Let’s talk about sex

Rejection is a bitch, you don’t have to be

Rejection hurts, for everyone.

That moment when the proposal is met with a shake of the head, a roll of the eye, or a drink in the face, and the cold reality/ sticky drink sets in. You didn’t get what you wanted.

Whether the admittance letter you were hoping for; that friend you wanted to see who just couldn’t find the time; that job you wanted but didn’t get; that person you wanted to date—or sleep with—not being interested.

Your ego is put to the test when receiving such dejecting news, but remember that your defining moment is when you control your feelings and ensure that your bruised pride does not get the best of you.

The most important part, and biggest show of character, is how you deal with it.

I’ve been both the rejector and the rejected, and let me tell you it can get ugly on both ends of the spectrum.

Picture a guy in a bar or a nightclub: he walks up to a girl, chats her up, buys her a couple of drinks. He assumes there is chemistry here and that she will come home with him for sexy times.

Alas, no, the girl thanks him for the drinks and makes it clear she is not interested. He tries a little bit longer and eventually is dissuaded.

He goes back to his friends and laughs about what a bitch or tease—whatever derogatory term you want to use—she is because she does not want to sleep with him. These mini dramas play out as if spectator sports all over the city, and on the Internet, with rejections from those undeserving of said slanders, and bitter reactions from the rejected.

Now let’s look at the flip side of the coin. What if a guy were to reject a girl?

Hurrah for our society where women may be sexually forward and still perceived as feminine and desirable, but a 100 per cent success rate is still inexistant and rejections can easily range from, “no thank you,” to, “no. K thanks bai.”

When out with my fellows, sometimes proposed sexual encounters don’t lead to delight, as my anaconda sometimes just don’t want none. However, exercising my personal freedom of choice can lead to insults not only on my gender, but directly on my person too.

I have personally been told that I am “not the man for the situation” for not being interested in a woman. I have also been told that I am a “submissive male,” which is what my aloofness and lack of interest were confused with.

Ultimately, rejection can have ugly consequences. Everyone has their moments of being hurt, but it really comes down to the what Kenny Rogers said in his song “The Gambler”: “You’ve got to know when to hold ’em, know when to fold ’em, know when to walk away and know when to run.”

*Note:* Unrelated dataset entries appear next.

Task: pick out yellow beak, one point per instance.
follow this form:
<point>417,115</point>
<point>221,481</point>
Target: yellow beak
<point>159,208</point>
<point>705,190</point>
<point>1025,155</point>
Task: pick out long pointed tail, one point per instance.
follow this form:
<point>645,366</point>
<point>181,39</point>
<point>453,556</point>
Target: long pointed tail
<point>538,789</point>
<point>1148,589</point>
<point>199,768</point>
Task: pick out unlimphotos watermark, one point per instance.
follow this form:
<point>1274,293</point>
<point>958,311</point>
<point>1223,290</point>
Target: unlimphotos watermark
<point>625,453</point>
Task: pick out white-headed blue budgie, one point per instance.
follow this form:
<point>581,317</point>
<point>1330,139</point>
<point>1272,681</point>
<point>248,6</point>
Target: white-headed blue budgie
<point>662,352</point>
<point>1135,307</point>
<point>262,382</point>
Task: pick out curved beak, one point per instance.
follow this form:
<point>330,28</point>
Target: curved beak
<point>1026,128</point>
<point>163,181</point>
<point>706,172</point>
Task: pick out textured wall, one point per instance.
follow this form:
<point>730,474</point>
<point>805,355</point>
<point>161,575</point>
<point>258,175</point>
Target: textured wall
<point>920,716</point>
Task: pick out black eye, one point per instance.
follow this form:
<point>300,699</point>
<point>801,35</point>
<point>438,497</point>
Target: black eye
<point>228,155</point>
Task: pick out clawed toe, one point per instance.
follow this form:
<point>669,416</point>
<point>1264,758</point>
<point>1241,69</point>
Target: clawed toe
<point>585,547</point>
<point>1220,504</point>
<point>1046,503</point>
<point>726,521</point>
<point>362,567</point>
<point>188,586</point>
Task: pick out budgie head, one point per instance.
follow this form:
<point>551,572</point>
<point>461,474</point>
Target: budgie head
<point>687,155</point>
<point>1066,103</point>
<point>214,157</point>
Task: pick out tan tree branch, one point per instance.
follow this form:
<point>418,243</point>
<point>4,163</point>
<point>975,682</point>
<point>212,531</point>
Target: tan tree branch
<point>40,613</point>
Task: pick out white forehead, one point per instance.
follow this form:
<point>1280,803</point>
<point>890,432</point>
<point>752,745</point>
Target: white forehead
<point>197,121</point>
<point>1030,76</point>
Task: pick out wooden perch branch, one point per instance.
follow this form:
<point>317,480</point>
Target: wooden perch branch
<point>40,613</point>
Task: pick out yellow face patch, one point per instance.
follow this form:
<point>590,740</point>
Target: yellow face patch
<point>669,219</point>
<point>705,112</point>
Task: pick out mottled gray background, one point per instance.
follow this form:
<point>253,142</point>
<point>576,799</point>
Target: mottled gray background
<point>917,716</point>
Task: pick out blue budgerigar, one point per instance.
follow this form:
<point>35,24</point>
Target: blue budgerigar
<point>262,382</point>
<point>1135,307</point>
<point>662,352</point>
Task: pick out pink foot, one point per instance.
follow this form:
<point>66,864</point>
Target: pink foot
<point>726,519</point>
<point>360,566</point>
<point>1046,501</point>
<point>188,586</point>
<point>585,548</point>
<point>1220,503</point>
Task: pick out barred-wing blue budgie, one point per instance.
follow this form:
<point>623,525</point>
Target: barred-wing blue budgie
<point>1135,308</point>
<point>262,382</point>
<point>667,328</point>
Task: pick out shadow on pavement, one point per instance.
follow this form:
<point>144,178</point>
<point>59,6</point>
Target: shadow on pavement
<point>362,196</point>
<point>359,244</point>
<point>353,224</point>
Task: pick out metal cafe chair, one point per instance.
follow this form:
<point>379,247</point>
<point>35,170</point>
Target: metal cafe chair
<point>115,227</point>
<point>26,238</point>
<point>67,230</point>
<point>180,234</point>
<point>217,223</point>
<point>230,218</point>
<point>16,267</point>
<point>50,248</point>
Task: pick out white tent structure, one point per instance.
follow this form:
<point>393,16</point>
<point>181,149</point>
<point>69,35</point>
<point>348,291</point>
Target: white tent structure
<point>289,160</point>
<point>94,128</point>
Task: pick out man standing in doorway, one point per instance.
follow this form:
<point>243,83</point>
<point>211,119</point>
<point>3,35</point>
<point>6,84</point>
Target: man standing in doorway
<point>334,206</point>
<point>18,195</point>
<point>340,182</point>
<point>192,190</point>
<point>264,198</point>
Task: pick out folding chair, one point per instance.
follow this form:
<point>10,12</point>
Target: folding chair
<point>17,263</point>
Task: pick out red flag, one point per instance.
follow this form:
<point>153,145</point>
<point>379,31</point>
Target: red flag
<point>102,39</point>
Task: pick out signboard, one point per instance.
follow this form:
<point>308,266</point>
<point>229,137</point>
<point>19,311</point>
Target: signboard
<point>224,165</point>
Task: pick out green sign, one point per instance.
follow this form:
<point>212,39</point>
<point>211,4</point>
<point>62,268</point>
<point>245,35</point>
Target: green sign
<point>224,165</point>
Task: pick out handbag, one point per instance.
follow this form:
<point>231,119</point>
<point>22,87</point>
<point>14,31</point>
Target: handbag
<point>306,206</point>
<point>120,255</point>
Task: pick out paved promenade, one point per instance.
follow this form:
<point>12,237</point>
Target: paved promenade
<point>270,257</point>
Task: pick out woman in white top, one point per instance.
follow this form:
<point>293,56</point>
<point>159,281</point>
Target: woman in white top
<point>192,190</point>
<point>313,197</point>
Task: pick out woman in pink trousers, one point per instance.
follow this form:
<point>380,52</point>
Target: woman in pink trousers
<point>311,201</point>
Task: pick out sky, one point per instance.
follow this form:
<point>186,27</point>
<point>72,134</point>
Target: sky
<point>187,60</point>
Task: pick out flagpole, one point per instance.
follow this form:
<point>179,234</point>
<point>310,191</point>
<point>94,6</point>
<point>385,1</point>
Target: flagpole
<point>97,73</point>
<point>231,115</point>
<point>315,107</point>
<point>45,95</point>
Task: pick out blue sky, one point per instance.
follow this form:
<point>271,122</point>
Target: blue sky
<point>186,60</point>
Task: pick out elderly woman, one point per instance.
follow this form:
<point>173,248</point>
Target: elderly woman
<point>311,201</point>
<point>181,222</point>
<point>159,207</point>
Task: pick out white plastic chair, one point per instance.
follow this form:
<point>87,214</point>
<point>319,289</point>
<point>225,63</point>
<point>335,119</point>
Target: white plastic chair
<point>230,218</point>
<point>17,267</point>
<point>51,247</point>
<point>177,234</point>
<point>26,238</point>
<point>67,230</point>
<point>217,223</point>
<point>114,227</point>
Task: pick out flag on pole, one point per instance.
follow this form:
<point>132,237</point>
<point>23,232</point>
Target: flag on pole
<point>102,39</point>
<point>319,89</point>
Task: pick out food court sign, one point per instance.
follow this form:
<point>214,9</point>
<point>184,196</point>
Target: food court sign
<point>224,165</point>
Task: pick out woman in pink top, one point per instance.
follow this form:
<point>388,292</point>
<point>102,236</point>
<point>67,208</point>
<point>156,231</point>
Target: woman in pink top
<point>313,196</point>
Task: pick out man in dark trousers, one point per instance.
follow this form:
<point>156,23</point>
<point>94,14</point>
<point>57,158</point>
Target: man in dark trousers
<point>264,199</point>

Knowing how to fold gracefully—without sinking to childish insults—is a surefire way to not only walk away with your head held high, but to also exit the situation with more maturity than an 18-year-old first-time clubber.

Keep face when feeling the cold burn of rejection, and try to remember through the haze of dollar-tequila shots that your stinging ego does not entitle you to insult those who have turned you down. Similarly your own pain is in no way a justification to cause harm with those that have rejected you, ever.

Turn, walk away, and let it go. As your parents said since before you could walk, “if you don’t have anything nice to say, don’t say anything at all.”